Direktur Institute for Demographic and Poverty Studies Yusuf Wibisono mengatakan pertumbuhan ekonomi di atas 5 persen krusial untuk menjadikan Indonesia negara maju. Tak mengherankan, Jokowi pada awal tampuk kepemimpinannya menargetkan pertumbuhan ekonomi dapat mencapai 7 persen per tahun.

“Namun kita melihat, dua periode pemerintahan Presiden Jokowi adalah dekade kutukan pertumbuhan 5 persen,” ucap Yusuf. Narasi dan gagasan besar pembangunan yang digaungkan terbukti gagal mentransformasi perekonomian dan mengakselerasi pertumbuhan.

Sejumlah pekerja menyelesaikan pembangunan gedung bertingkat di Jakarta, 21 September 2023. TEMPO/Tony Hartawan

Kesenjangan Melebar Pasca-Pandemi

Persoalan kesenjangan yang melebar tak bisa dianggap remeh.

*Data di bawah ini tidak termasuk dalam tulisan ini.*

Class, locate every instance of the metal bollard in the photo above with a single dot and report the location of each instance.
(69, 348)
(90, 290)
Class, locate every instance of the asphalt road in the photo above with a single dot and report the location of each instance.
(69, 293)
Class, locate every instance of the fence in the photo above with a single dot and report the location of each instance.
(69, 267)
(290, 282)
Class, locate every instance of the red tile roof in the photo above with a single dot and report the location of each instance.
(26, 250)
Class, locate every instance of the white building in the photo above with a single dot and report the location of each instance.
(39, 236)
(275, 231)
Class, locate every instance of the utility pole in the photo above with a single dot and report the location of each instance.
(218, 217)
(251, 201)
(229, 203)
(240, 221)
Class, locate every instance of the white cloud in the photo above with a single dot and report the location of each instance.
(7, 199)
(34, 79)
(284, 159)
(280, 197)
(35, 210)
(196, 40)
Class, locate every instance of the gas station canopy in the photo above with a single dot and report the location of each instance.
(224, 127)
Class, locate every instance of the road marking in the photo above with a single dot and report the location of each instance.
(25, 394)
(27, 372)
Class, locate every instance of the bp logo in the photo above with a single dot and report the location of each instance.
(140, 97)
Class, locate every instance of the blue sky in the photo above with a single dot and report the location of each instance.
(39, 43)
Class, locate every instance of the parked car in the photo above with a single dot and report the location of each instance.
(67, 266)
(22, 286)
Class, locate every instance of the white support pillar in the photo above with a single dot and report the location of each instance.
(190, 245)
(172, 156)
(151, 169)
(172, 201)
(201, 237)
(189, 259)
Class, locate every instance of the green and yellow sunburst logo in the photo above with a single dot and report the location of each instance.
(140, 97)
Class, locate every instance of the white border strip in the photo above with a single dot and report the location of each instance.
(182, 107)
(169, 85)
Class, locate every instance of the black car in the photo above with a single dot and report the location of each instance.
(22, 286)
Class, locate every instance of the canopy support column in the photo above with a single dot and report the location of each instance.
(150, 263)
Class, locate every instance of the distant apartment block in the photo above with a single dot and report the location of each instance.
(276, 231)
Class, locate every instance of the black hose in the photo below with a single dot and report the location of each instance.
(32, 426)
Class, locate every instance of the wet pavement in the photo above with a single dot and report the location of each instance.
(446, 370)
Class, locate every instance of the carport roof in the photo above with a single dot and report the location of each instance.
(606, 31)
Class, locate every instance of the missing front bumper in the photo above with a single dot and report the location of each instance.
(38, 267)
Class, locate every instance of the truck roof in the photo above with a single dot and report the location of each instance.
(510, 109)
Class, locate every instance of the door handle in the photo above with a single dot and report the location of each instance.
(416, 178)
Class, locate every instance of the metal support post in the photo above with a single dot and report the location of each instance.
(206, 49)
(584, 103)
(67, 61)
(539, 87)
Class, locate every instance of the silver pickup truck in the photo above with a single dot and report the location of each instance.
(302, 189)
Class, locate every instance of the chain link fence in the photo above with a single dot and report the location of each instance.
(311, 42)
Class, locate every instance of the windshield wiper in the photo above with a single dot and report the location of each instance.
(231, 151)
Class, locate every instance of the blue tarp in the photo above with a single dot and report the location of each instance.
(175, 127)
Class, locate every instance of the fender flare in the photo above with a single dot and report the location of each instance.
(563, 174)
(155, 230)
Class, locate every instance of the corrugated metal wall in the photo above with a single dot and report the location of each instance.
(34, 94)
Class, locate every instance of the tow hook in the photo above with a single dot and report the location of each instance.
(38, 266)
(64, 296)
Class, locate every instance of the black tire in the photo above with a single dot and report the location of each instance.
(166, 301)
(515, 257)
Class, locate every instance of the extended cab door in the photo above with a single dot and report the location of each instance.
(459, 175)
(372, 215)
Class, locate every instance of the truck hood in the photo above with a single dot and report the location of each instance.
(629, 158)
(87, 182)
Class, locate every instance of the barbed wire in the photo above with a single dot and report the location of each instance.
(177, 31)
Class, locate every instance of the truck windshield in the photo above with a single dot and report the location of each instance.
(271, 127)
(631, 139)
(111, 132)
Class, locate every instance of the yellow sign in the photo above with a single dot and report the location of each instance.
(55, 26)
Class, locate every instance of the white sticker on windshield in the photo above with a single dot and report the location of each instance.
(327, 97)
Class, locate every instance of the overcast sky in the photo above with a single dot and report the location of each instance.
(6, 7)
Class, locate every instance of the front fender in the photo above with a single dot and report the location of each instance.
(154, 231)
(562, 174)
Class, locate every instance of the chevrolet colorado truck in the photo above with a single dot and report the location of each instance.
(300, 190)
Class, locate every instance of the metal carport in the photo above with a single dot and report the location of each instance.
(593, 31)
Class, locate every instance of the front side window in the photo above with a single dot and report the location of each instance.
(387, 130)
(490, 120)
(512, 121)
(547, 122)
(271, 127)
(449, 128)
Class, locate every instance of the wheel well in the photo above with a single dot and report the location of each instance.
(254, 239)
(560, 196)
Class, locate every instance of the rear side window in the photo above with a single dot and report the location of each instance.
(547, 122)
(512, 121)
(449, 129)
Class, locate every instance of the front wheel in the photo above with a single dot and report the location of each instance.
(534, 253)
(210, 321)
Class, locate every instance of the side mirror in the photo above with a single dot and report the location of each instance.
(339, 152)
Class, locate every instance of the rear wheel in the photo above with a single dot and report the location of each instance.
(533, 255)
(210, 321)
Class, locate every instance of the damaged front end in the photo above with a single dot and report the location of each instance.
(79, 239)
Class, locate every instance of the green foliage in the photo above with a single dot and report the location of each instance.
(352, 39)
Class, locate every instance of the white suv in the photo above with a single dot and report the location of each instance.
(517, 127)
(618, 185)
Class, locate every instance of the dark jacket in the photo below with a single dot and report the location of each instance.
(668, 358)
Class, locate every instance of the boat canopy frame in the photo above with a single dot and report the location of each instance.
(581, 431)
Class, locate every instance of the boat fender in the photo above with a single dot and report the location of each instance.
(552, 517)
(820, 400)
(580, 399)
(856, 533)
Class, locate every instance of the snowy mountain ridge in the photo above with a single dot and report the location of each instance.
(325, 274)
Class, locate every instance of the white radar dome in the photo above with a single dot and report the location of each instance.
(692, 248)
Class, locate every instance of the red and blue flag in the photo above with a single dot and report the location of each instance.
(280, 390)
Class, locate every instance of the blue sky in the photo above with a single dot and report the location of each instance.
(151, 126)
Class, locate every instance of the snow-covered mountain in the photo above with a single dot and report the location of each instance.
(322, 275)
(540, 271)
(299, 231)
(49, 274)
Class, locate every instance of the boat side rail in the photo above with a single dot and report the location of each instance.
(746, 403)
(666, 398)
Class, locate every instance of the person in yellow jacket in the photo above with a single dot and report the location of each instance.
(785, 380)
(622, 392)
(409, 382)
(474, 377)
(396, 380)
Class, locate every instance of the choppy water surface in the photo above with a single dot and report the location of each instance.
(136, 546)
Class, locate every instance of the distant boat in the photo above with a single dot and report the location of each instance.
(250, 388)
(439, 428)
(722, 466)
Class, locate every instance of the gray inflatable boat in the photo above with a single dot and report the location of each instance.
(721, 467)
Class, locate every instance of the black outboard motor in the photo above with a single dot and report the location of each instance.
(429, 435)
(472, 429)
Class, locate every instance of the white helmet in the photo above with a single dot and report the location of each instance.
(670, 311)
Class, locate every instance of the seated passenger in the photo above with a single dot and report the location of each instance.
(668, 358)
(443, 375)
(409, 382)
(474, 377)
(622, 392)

Jika melihat indikator simpanan masyarakat di perbankan dari Lembaga Penjamin Simpanan (LPS), simpanan kelas atas terkaya dengan nominal di atas Rp 5 miliar selama periode September 2022-September 2023 tumbuh 7,25 persen. Sedangkan simpanan kelas bawah dan menengah dengan nominal di bawah Rp 100 juta hanya tumbuh 3,03 persen.

“Dari indikator itu, terlihat terjadinya fenomena ‘makan tabungan’ di kelas bawah dan menengah, sedangkan kelas atas tabungannya terus menggelembung,” kata Yusuf. Bahkan, pasca-pandemi Covid-19, kekayaan kelas atas meningkat jauh lebih cepat dibanding kelas bawah dan menengah. Hal ini mengindikasikan pemulihan ekonomi pasca-pandemi memiliki tendensi menciptakan kesenjangan yang lebih lebar.

Yusuf berujar, perbaikan struktural diperlukan untuk mengatasi persoalan yang sudah telanjur mengakar ini. Salah satunya dengan memperkuat kebijakan redistribusi pendapatan, baik melalui kebijakan fiskal maupun kebijakan upah minimum. Kegagalan reformasi perpajakan yang diindikasikan oleh angka rasio pajak yang stagnan di kisaran 10 persen dari PDB membuat redistribusi pendapatan dari kelas atas ke kelas bawah dan menengah menjadi lambat.

“Hal ini diperburuk oleh kebijakan upah minimum yang sangat konservatif di bawah Undang-Undang Cipta Kerja sehingga menekan daya beli kelas buruh,” ujarnya. Yusuf berpendapat, kebijakan pengupahan perlu direformasi untuk memungkinkan buruh menikmati kenaikan upah di atas tingkat inflasi dan pertumbuhan ekonomi.